Fui andando del parque al metro y para la una y media ya estaba en Cobble Hill. Veinte minutos más tarde llegaba a la iglesia del Redentor. Me reuní con Jessica Garland y el hombre que vivía con ella. Se llamaba Clay Merriman y era un joven larguirucho, todo rodillas y codos, que cuando sonreía enseñaba todos los dientes. Les conté lo que tenía planeado. A él le costó un poco comprenderme, pero Jessica lo pilló enseguida. Bueno, ¿por qué no habría de pillarlo? ¿Acaso no era la nieta de Abel?
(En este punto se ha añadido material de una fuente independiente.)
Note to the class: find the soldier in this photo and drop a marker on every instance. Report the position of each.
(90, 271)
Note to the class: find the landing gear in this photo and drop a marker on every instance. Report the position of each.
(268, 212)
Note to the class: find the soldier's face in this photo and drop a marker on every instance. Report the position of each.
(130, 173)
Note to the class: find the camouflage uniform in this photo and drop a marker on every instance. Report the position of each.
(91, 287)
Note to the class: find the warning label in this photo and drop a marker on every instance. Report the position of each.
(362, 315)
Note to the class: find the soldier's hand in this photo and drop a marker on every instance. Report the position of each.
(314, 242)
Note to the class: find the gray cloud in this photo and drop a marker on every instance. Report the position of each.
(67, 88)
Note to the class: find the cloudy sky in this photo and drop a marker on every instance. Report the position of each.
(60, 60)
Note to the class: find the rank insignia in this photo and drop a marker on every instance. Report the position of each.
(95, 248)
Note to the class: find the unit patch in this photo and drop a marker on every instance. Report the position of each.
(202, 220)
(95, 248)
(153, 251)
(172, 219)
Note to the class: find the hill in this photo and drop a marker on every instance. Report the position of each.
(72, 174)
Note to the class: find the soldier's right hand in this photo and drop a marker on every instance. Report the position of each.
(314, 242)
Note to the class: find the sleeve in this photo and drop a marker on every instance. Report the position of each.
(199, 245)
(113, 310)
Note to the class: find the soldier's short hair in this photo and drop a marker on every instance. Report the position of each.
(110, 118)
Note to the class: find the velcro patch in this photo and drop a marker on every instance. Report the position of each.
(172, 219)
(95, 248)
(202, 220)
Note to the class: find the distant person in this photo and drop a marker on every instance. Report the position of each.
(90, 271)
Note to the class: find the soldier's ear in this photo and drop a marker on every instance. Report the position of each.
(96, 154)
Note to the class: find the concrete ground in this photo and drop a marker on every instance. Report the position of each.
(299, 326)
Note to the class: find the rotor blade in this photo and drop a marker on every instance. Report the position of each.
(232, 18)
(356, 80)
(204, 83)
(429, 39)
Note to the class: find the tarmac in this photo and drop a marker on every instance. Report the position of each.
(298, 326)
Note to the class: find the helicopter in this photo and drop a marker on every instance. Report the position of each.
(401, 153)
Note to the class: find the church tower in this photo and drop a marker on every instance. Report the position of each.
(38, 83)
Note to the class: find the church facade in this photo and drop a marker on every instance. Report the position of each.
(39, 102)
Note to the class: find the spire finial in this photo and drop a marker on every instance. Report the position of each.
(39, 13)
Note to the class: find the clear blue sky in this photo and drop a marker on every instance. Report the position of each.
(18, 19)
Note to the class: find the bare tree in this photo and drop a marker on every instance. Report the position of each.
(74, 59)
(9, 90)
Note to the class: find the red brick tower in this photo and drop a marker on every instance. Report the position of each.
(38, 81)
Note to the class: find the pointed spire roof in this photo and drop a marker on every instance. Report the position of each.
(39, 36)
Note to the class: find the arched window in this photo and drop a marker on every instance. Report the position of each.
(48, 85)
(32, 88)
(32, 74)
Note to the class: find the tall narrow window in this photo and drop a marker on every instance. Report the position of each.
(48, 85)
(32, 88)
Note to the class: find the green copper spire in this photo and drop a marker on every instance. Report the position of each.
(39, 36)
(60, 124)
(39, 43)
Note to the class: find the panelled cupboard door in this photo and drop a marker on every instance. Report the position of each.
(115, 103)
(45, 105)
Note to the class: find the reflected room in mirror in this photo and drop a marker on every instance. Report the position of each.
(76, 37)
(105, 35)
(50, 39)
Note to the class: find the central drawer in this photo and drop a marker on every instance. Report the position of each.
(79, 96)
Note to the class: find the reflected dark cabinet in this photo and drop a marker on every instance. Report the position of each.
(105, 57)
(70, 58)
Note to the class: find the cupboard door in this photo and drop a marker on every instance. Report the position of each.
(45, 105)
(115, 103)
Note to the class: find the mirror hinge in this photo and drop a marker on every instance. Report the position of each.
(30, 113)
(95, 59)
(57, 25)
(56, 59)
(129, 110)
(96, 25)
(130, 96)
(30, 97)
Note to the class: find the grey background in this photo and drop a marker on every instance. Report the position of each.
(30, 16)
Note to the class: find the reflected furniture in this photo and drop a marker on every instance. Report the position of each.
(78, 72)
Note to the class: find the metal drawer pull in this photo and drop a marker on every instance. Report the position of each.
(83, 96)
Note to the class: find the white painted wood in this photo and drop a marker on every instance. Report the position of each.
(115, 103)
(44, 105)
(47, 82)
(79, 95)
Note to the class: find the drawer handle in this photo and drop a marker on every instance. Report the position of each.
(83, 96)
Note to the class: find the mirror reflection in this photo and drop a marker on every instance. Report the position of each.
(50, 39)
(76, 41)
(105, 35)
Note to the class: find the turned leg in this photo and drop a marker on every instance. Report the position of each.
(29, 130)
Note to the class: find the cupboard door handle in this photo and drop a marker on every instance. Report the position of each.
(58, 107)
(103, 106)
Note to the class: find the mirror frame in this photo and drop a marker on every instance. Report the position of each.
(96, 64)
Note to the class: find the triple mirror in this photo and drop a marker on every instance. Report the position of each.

Echamos un vistazo a la sala en que iba a tener lugar la ceremonia. Le dije a Jessica dónde tenía que sentar a la gente en el supuesto de que no eligieran sitio por iniciativa propia. Luego la dejé para que fuera con Clay a recibir a los asistentes cuando llegaran y me fui a esperar a una habitación que había al fondo del pasillo y que parecía el despacho del pastor. La puerta estaba cerrada con llave, pero no es difícil imaginarse el tipo de cerradura que puede haber en el despacho de un pastor.
A las dos y media, la música de órgano enlatada empezó a sonar. Aunque ya debían de haber llegado los invitados, por algo se llama rezagados a los rezagados, de modo que la ceremonia aún tardaría diez minutos en dar comienzo. Esperé los diez minutos en el despacho del pastor, paseándome como probablemente se pasea uno cuando está preparando un sermón.
Llegó la hora. Cogí mi maletín, saqué dos libros, lo cerré y lo dejé en una esquina de la habitación. Volví por el pasillo y entré en la sala, donde se había reunido un buen número de gente. Avancé por la nave lateral, subí a una tarima de medio metro y ocupé mi lugar detrás del facistol.
Miré a toda la gente que tenía delante y respiré hondo.